Linguistic Issues in Language Technology, Volume 12, 2015 - Literature Lifts up Computational Linguistics
T. S. Eliot’s poem The Waste Land is a notoriously challenging example of modernist poetry, mixing the independent viewpoints of over ten distinct characters without any clear demarcation of which voice is speaking when. In this work, we apply unsupervised techniques in computational stylistics to distinguish the particular styles of these voices, offering a computer’s perspective on longstanding debates in literary analysis. Our work includes a model for stylistic segmentation that looks for points of maximum stylistic variation, a k-means clustering model for detecting non-contiguous speech from the same voice, and a stylistic profiling approach which makes use of lexical resources built from a much larger collection of literary texts. Evaluating using an expert interpretation, we show clear progress in distinguishing the voices of The Waste Land as compared to appropriate baselines, and we also offer quantitative evidence both for and against that particular interpretation.
How do standards of poetic beauty change as a function of time and expertise? Here we use computational methods to compare the stylistic features of 359 English poems written by 19th century professional poets, Imagist poets, contemporary professional poets, and contemporary amateur poets. Building upon techniques designed to analyze style and sentiment in texts, we examine elements of poetic craft such as imagery, sound devices, emotive language, and diction. We find that contemporary professional poets use significantly more concrete words than 19th century poets, fewer emotional words, and more complex sound devices. These changes are consistent with the tenets of Imagism, an early 20thcentury literary movement. Further analyses show that contemporary amateur poems resemble 19th century professional poems more than contemporary professional poems on several dimensions. The stylistic similarities between contemporary amateur poems and 19th century professional poems suggest that elite standards of poetic beauty in the past “trickled down” to influence amateur works in the present. Our results highlight the influence of Imagism on the modern aesthetic and reveal the dynamics between “high” and “low” art. We suggest that computational linguistics may shed light on the forces and trends that shape poetic style.
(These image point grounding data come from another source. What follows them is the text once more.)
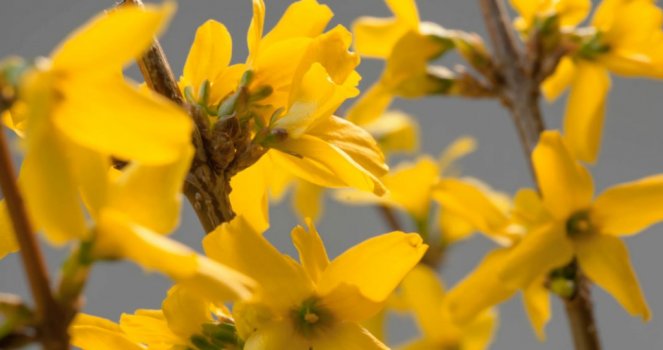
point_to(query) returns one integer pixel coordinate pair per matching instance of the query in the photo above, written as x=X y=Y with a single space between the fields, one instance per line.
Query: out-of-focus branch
x=519 y=78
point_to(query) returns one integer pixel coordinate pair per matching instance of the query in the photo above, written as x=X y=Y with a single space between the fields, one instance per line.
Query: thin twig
x=520 y=94
x=207 y=191
x=52 y=330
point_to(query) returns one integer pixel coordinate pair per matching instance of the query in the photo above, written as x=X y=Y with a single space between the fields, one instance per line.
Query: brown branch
x=207 y=190
x=52 y=329
x=520 y=76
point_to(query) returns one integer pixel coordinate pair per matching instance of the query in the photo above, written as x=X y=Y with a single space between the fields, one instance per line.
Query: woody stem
x=519 y=87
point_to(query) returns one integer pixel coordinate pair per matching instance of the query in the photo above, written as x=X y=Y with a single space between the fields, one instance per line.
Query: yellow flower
x=317 y=303
x=625 y=39
x=79 y=101
x=407 y=45
x=570 y=12
x=424 y=295
x=95 y=333
x=185 y=321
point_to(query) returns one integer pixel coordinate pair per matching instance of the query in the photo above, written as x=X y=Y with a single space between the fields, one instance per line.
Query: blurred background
x=632 y=148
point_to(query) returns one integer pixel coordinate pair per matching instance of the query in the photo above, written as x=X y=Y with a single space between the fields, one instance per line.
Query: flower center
x=311 y=317
x=579 y=224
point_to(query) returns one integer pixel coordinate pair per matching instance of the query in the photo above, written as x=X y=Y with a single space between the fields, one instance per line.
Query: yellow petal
x=533 y=257
x=312 y=253
x=376 y=37
x=630 y=207
x=605 y=260
x=411 y=184
x=8 y=242
x=99 y=44
x=395 y=132
x=375 y=266
x=423 y=293
x=326 y=165
x=149 y=327
x=308 y=200
x=256 y=27
x=305 y=18
x=536 y=299
x=209 y=55
x=249 y=194
x=185 y=312
x=371 y=105
x=585 y=111
x=560 y=80
x=566 y=186
x=354 y=141
x=153 y=130
x=152 y=195
x=283 y=283
x=469 y=201
x=347 y=336
x=469 y=298
x=94 y=333
x=117 y=238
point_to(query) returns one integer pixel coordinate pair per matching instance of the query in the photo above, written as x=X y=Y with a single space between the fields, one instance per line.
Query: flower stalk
x=518 y=78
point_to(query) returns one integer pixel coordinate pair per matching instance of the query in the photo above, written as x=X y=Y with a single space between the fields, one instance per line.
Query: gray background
x=632 y=148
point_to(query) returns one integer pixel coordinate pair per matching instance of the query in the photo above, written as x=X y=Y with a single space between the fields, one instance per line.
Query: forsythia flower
x=625 y=39
x=570 y=12
x=185 y=321
x=78 y=101
x=424 y=295
x=315 y=304
x=407 y=45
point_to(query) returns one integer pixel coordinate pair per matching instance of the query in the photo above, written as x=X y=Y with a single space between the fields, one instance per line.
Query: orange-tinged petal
x=630 y=207
x=8 y=242
x=209 y=55
x=249 y=194
x=423 y=292
x=585 y=111
x=94 y=333
x=540 y=251
x=566 y=186
x=605 y=260
x=536 y=299
x=128 y=124
x=99 y=44
x=469 y=298
x=326 y=165
x=283 y=283
x=312 y=253
x=375 y=266
x=560 y=80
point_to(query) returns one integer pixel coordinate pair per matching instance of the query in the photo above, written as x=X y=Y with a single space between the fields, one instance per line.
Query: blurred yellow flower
x=316 y=303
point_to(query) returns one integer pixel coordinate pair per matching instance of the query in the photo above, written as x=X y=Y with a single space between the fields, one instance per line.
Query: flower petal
x=585 y=111
x=630 y=207
x=540 y=251
x=326 y=165
x=312 y=253
x=283 y=283
x=536 y=299
x=469 y=298
x=99 y=44
x=566 y=186
x=209 y=55
x=605 y=260
x=375 y=266
x=114 y=118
Within the field of literary analysis, there are few branches as confusing as that of genre theory. Literary criticism has failed so far to reach a consensus on what makes a genre a genre. In this paper, we examine the degree to which the character structure of a novel is indicative of the genre it belongs to. With the premise that novels are societies in miniature, we build static and dynamic social networks of characters as a strategy to represent the narrative structure of novels in a quantifiable manner. For each of the novels, we compute a vector of literary-motivated features extracted from their network representation. We perform clustering on the vectors and analyze the resulting clusters in terms of genre and authorship.
Since the 18th century, the novel has been one of the defining forms of English writing, a mainstay of popular entertainment and academic criticism. Despite its importance, however, there are few computational studies of the large-scale structure of novels—and many popular representations for discourse modeling do not work very well for novelistic texts. This paper describes a high-level representation of plot structure which tracks the frequency of mentions of different characters, topics and emotional words over time. The representation can distinguish with high accuracy between real novels and artificially permuted surrogates; characters are important for eliminating random permutations, while topics are effective at distinguishing beginnings from ends.
Literary works are becoming increasingly available in electronic formats, thus quickly transforming editorial processes and reading habits. In the context of the global enthusiasm for multilingualism, the rapid spread of e-book readers, such as Amazon Kindle R or Kobo Touch R , fosters the development of a new generation of reading tools for bilingual books. In particular, literary works, when available in several languages, offer an attractive perspective for self-development or everyday leisure reading, but also for activities such as language learning, translation or literary studies. An important issue in the automatic processing of multilingual e-books is the alignment between textual units. Alignment could help identify corresponding text units in different languages, which would be particularly beneficial to bilingual readers and translation professionals. Computing automatic alignments for literary works, however, is a task more challenging than in the case of better behaved corpora such as parliamentary proceedings or technical manuals. In this paper, we revisit the problem of computing high-quality. alignment for literary works. We first perform a large-scale evaluation of automatic alignment for literary texts, which provides a fair assessment of the actual difficulty of this task. We then introduce a two-pass approach, based on a maximum entropy model. Experimental results for novels available in English and French or in English and Spanish demonstrate the effectiveness of our method.